Le bureau du procureur d’État a déclaré dans un communiqué que le département des enquêtes internes de la police (PIID) avait mené une enquête « approfondie, professionnelle et efficace » sur les actions des agents.

« Les explications des agents de la police des frontières selon lesquelles ils ont agi en état de légitime défense sont cohérentes avec le reste des conclusions de l’enquête, y compris une vidéo documentant l’incident dans son intégralité », indique la déclaration.

« Un examen de toutes les circonstances a montré qu’il s’agissait d’un événement qui n’a duré que quelques secondes, dans des circonstances où il y avait un danger réel et tangible pour la vie des agents et des civils dans la zone », peut-on lire dans la déclaration.

« Au vu de ces éléments, y compris la détermination du terroriste à faire du mal aux gens, il a été estimé qu’il y avait une justification légale à l’utilisation de l’arme. Par conséquent, il a été décidé que l’affaire [contre les deux officiers] devait être classée », ont déclaré les procureurs.

Les deux officiers, qui ont reçu un soutien important du Premier ministre, du chef de la police et d’autres hauts responsables, ont déclaré qu’ils craignaient que l’agresseur soit encore dangereux lorsqu’ils ont tiré sur lui pendant l’attaque.

Le chef de la police des frontières, Amir Cohen (à droite), et les deux agents qui ont abattu un agresseur (visages flous) sur une photo non datée. (Crédit : police israélienne)

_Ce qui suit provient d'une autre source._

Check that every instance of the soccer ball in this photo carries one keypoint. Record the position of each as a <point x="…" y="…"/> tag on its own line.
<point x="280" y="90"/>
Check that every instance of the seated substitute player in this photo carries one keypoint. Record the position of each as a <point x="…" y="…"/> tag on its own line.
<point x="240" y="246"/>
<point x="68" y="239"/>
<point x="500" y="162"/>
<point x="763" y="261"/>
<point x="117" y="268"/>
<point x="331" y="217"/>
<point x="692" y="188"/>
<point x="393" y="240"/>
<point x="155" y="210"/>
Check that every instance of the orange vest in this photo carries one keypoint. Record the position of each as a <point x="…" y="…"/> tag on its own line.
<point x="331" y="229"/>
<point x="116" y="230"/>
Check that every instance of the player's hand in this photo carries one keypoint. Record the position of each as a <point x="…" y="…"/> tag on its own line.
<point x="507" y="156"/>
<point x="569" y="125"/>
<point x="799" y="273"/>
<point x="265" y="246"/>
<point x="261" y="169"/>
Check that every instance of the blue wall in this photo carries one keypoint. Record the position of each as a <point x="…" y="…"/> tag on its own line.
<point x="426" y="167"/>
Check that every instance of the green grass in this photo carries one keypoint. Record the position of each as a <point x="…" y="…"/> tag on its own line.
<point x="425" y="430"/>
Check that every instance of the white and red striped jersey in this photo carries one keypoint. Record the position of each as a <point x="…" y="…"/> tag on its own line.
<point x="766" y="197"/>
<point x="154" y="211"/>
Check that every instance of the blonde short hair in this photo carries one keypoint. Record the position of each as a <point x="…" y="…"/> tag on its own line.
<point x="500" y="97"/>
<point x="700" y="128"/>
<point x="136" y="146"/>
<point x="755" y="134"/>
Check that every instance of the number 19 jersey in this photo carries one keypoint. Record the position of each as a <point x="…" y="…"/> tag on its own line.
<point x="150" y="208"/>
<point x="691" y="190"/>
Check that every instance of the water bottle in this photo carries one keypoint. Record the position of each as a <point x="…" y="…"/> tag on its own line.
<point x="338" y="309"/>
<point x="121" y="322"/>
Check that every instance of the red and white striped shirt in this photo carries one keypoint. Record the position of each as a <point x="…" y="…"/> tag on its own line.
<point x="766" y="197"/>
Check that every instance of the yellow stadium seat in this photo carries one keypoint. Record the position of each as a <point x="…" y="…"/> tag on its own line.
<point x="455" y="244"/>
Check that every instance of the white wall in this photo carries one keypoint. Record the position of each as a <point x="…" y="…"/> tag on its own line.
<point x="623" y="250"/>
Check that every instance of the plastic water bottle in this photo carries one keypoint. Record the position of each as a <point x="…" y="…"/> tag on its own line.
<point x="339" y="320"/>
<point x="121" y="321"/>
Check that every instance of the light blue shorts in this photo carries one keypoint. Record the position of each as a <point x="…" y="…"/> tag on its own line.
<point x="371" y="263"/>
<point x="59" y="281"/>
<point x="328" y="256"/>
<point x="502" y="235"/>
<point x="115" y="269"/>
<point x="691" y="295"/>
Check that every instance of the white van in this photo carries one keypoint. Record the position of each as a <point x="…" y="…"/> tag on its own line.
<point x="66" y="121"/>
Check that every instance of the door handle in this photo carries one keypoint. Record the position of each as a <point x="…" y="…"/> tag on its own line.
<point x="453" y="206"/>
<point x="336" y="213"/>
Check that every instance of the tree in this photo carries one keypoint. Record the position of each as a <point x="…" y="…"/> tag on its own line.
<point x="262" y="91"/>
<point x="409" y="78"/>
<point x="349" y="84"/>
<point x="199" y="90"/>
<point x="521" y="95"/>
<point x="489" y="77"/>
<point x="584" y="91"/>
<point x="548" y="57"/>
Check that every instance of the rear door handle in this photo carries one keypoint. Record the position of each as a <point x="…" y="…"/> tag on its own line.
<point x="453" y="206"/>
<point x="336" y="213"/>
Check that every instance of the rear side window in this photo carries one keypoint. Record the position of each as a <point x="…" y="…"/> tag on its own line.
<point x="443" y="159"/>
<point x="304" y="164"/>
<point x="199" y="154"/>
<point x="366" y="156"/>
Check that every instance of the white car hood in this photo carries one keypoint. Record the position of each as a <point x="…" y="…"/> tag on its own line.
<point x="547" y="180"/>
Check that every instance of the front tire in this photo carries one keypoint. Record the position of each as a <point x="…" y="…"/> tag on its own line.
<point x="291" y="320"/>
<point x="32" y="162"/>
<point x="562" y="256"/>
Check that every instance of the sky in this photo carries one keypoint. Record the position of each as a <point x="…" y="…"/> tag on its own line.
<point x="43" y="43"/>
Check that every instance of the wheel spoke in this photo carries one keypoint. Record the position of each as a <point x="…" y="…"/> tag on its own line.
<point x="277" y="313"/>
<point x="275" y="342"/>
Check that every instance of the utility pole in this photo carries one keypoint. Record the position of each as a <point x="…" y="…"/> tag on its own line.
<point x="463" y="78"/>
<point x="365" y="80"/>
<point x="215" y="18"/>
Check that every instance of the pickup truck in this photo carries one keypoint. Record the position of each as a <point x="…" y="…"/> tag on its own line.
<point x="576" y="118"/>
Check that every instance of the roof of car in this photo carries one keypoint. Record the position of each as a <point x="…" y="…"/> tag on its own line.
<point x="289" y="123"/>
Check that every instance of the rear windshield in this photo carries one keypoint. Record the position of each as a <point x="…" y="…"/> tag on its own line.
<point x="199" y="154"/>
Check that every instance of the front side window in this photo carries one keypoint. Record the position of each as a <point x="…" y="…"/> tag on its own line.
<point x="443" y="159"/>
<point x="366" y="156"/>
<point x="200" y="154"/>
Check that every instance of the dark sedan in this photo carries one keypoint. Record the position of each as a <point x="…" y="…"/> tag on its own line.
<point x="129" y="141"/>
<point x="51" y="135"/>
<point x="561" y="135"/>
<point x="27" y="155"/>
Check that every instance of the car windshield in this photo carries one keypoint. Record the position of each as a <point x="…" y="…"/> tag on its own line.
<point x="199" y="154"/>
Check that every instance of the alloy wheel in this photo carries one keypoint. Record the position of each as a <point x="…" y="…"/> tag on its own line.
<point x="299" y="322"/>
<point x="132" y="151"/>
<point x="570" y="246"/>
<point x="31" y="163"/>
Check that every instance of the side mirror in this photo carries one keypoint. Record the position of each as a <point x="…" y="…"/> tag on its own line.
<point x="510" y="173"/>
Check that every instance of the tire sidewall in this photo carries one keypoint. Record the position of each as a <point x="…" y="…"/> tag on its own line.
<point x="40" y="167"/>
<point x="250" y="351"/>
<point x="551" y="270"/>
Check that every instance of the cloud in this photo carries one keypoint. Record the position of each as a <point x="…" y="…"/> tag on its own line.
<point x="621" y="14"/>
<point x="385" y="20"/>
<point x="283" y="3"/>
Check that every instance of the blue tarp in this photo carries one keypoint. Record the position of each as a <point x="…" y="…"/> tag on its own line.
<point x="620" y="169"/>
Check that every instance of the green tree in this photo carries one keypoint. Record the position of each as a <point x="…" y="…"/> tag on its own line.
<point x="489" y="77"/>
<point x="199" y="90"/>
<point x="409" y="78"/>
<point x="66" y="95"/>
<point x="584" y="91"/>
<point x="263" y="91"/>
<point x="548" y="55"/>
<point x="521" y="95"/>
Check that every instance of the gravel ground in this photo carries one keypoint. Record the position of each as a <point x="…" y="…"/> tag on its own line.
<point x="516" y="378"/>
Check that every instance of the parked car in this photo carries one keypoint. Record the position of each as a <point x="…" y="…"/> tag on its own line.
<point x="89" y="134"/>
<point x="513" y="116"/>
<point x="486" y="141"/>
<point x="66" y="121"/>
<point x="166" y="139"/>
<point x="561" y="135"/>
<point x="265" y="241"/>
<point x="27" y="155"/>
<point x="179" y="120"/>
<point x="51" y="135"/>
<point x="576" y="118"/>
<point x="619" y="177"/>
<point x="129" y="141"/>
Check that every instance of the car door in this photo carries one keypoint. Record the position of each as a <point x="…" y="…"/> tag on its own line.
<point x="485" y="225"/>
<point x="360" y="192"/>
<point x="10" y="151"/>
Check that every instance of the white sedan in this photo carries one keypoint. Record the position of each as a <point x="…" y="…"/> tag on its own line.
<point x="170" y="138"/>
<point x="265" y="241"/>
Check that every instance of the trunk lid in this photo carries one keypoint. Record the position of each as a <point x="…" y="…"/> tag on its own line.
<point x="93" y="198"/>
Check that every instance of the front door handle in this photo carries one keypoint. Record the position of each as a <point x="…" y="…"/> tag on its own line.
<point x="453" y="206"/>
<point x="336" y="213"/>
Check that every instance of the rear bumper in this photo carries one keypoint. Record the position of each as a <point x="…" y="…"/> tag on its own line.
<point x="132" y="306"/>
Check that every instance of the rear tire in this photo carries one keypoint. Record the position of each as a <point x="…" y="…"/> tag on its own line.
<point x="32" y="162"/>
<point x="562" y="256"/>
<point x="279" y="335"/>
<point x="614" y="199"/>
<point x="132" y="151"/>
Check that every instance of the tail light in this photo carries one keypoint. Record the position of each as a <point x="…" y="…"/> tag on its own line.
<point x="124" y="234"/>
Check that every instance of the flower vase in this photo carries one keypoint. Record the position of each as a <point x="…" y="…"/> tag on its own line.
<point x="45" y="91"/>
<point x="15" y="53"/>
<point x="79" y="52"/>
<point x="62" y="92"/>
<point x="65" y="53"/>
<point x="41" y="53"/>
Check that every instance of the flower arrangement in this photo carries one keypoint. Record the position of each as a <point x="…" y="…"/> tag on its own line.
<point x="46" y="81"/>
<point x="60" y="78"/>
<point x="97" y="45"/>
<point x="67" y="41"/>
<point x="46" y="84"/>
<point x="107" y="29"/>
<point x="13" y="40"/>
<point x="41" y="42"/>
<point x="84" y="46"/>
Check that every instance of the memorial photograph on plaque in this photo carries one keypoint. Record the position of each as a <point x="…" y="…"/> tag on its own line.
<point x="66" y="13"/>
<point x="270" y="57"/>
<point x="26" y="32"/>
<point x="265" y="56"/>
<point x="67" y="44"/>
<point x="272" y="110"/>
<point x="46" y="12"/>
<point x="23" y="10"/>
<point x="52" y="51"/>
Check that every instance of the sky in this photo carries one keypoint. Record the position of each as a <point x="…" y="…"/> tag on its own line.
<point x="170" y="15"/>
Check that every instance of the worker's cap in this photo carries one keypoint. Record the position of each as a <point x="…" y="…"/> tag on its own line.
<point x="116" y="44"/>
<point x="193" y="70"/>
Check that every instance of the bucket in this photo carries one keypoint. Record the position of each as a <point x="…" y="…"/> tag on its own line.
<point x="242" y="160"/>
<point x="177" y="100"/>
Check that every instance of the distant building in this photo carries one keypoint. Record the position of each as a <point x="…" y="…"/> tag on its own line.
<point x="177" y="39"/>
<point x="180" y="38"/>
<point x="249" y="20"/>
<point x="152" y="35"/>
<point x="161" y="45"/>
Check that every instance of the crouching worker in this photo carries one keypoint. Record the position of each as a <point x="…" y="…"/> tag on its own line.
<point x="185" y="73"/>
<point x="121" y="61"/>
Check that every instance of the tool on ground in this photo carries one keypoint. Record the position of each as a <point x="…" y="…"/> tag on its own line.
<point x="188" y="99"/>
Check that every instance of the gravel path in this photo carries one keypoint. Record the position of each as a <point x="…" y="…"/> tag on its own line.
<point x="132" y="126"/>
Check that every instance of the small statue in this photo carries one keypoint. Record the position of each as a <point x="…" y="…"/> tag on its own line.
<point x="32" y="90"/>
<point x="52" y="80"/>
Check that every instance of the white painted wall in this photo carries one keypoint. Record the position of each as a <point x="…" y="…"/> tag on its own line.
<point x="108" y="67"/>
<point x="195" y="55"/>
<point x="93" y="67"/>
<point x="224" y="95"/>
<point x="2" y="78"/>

Les deux officiers ont été interrogés par le PIID immédiatement après l’incident, et leurs armes ont été confisquées. Mais les responsables ont souligné qu’il s’agissait d’une procédure standard pour toute fusillade mortelle, et que cela n’indiquait pas que les deux hommes étaient soupçonnés de méfaits.

Selon la Treizième chaîne, le commissaire de police Kobi Shabtai et le chef de la police des frontières Amir Cohen ont l’intention d’honorer les deux hommes pour leurs actions par des citations officielles.

Amir Cohen a déclaré jeudi qu’il se félicitait de la décision de clore l’affaire et que les agents avaient fait preuve de « détermination et de courage », ce qui avait sauvé la vie de nombreuses autres personnes. Il a ajouté que les officiers continueraient à bénéficier du soutien de l’unité.